A song played in my head even before I transcribed, so I had to listen to it repeatedly shortly after finishing. It was “Crowing” by Toad the Wet Sprocket, from the mid-‘90s “Dulcinea” album. I played the whole thing twice, and that particular song about eight or nine times total. It summed up how I was feeling, as if the song was written just for this moment I’m going through:

Crowing

Been waiting to find
You could’ve been happier given the time
If he’d make up his mind
You’d give yourself to anybody who would cross that line

And it was never a question
He was crowing for repair
You’d give him love and affection
But you couldn’t keep him there

Get over regret
While you were sleeping with the angels
He was under the bed
And the more skin that you shed
The more that the air in your throat will linger when you call him your friend

And it was never a question
He was crowing for repair
You’d give him love and affection
But you couldn’t keep him there

Staring at a cold little hand
Reading fault lines of a shell of a man
You were waiting for a word from above
Wouldn't you know it, no answer ever did come

And it was never a question…

Sams Rock Well

Friday morning, I spoke with the fellow in this picture.

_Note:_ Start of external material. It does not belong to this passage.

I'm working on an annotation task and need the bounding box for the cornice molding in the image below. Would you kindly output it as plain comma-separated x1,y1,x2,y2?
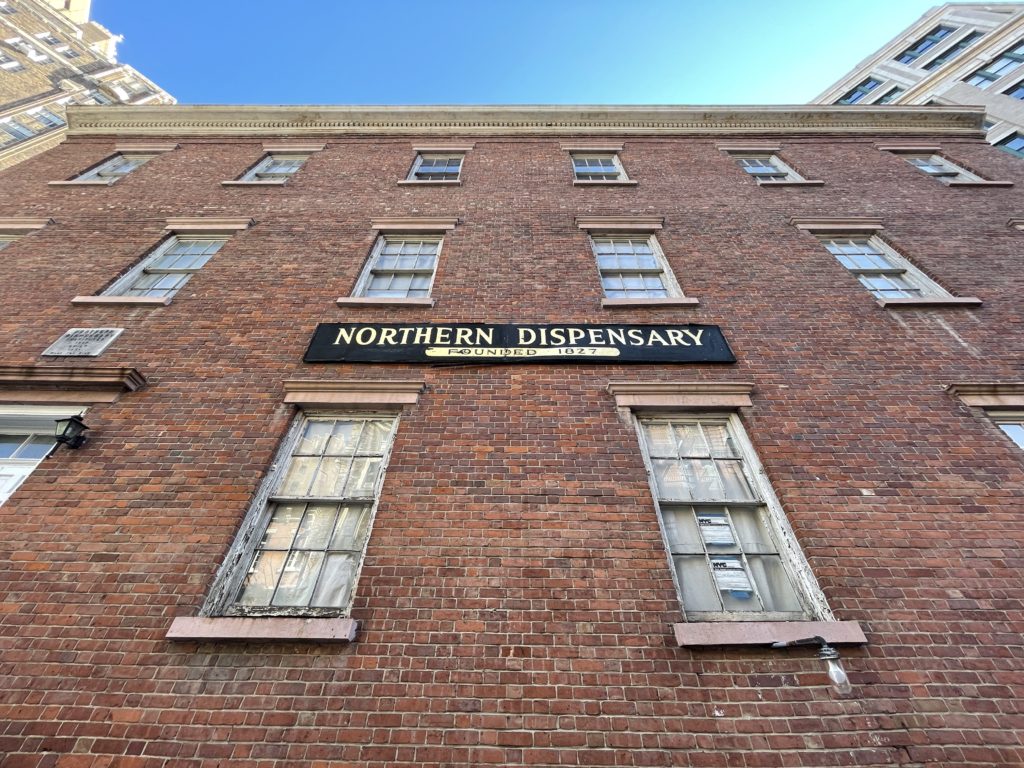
61,104,985,138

Always admired Mr. Rockwell. So surreal. I remember ten years ago reading a review of a movie he starred in, Lawn Dogs. Seen him in Green Mile, Galaxy Quest, Hitchhiker’s Guide to the Galaxy, Matchstick Men, Assassination of Jesse James, and yesterday, in Joshua. Awesome actor.

The next day, I met ETC’s Sam Oh, and interviewed her. I went to Glorietta, and had to cover the event she was in for a copywriting job. She’s excellent, and talks and moves just like she does on TV. Kwela girl. And she has a tongue piercing, if I’m not mistaken. I actually saw her before, last year, during the Village People press con, I think. And I’ve seen her host a show at Glorietta last August, but yesterday was the time I actually met her. Sweet.

I watched Joshua shortly after interviewing her. That was one depressing movie, but those involved were really convincing. Sam R. was excellent, as usual. I keep remembering the part of our conversation, when I asked him about how working with Assassination co-stars Brad Pitt and Casey Affleck was: “They’re very sexy people. I can’t get my hands off of them! They’re very handsome.”

He was kidding, of course. I really tried to keep down my giggles while he was saying it.